Learning! — One-dimensional Characters

One problem that many a novice writer stumbles into when taking their first forays into novel writing is characters that are too one-sided. This is especially bad for main characters, who get a lot of the spotlight. You want to create an immersive world that takes the reader out of this one, and if a character is always depressed and unmotivated, it can feel unrealistic. So in this post, I’ll go over not only how to avoid making a character feel flat, but also in what circumstances it may be actually benefit a story.

Main characters. Arguably the single most complex things in your story, depending on what you’re writing, there’s a lot that goes into giving a character depth. I think that one major pitfall new writers fall for is focusing on their ‘fatal flaw’. They throw a bunch of cool and heroic personality on their traits, and then they stick on one bad one: arrogant, scared, lazy, etc.

The problem with this is that writers often use flaw as the first go-to for establishing conflict, and suddenly you have an entire major plot conflict built around the fact that your protagonist was too stubborn to apologize and admit fault, creating an antagonist and a lot of unnecessary events happen that seem unrealistically blown out of proportion simply because you needed a conflict trigger.

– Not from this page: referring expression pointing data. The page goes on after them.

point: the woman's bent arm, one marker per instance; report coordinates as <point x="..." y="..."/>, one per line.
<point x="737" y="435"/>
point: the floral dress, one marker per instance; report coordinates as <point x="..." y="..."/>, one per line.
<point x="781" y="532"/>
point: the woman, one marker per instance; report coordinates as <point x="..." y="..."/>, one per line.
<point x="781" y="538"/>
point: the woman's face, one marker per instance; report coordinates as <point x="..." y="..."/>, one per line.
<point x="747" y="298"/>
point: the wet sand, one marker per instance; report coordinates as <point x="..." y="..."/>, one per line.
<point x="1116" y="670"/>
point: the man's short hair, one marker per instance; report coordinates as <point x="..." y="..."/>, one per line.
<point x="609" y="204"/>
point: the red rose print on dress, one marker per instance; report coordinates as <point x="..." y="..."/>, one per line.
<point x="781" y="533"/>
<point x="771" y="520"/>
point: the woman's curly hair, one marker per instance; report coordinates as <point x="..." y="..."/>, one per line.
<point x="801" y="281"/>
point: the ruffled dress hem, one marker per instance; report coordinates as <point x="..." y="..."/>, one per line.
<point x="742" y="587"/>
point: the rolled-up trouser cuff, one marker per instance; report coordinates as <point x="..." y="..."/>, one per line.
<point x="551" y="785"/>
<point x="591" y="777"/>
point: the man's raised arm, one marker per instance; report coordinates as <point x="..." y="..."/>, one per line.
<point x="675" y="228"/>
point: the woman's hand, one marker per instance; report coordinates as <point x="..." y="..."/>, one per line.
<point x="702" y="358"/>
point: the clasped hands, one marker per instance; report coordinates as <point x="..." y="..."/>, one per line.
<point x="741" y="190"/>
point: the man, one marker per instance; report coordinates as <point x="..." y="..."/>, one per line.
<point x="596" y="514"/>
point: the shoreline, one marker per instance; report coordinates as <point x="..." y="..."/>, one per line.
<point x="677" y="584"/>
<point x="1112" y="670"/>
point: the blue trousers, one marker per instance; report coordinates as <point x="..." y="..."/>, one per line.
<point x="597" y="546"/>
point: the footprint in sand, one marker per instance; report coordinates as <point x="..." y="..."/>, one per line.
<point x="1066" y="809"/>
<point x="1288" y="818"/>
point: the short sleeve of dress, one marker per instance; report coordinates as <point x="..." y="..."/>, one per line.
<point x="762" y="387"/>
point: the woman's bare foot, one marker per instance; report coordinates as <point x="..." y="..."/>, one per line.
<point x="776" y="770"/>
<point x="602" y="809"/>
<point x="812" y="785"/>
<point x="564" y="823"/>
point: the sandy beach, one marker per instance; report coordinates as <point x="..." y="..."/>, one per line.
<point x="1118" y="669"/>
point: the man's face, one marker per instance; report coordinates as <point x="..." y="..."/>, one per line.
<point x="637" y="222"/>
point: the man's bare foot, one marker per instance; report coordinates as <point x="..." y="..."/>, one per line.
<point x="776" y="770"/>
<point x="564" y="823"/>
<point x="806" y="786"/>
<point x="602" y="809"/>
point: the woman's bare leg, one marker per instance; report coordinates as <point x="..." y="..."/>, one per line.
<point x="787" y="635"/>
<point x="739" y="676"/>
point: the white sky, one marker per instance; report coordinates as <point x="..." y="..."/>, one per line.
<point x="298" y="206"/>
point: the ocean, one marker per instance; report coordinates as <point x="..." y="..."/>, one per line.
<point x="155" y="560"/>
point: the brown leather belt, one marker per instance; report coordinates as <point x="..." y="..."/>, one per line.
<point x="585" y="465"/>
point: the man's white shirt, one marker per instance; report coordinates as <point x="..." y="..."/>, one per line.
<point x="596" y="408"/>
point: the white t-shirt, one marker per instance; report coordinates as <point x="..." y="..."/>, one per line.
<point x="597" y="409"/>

The other challenge is that readers often want to relate to their main characters. If you’re only showing us how arrogant and powerful they are, it’s hard to identify with that, because (practically) nobody is confident all the time. But you don’t want somebody that is constantly depressed over the loss of the loved one that died fifteen years ago because that isn’t very relatable, either.

Protagonists often have character arcs where they overcome their flaw, of course. Bilbo the grumpy hobbit realizes he loves adventure, Dr. Frankenstein comes to terms with the repercussions of his hubris, and Aang finally accepts responsibility and destiny over the course of Avatar: The Last Airbender. Many protagonists need arcs where they tackle and conquer their shortcoming. The trouble lies in painting the entire plot structure and the character around this flaw.

Aang is many things, not just ‘carefree and avoidant’. Rather, much of his character is shaped around it. He loves to have fun, and he’s very silly. Perhaps he wants to hang on to his childhood as much as possible. He also grows very attached to his friends, and maybe he’s scared of endangering them because of his destiny. The difference is that we aren’t seeing ‘carefree’ the whole time, we’re shown many aspects of his character.

So let’s say your character is too one-dimensional. How do you fix this? Well, ask yourself what other sides this character my have, even if they don’t show other people. You don’t want anyone on stage to seem like a cardboard cutout unless they’re part of the background, and main characters never are. If your protagonist struggles with depression, ask yourself what makes them happy. What used to make them happy, and why? If happiness isn’t an emotion you want this character to show the reader, what else could be used? Maybe they express their sadness as anger to other characters, so while everybody thinks that Protag has anger issues, the reader really knows they’re just depressed, a side they show the reader only when alone.

To sum it all up, I’ve found the easiest way to give characters depth is to ask them what circumstances provide what emotion to that character. If I can’t think of anything that would make the character happy, I invent something out of the blue. Maybe it’s coloring books. Why? I don’t know, but I can explore the reasoning behind it in the next chapter or a rewrite. It doesn’t have to make sense immediately. Maybe your character will tell you why coloring books are so special to them on their own, and if they do, let them. Sometimes your characters will know more about themselves than you do.

So, all that said, when are one-dimensional characters okay? Well, simply put, anyone who doesn’t get a spotlight can get away with being one-dimensional. If the camera doesn’t focus on them too often, them only expressing one emotion is perfectly fine. In fact, if a character isn’t important enough to give the reader more than their name, I don’t even consider them characters. People at a party are furniture, part of the scenery, not meant to push any part of the story one way or another. Cardboard cutouts are fine here. As the story progresses, fleshing out their character can work, but be careful with this, the more complex a character seems, the more important they may seem to the reader. Don’t give depth to characters that don’t need it.

As a side note, flat main characters can work, but it requires a lot of work, and I won’t get into it here. Suffice to say, don’t try it unless you’re deliberately putting the spotlight on a flat character.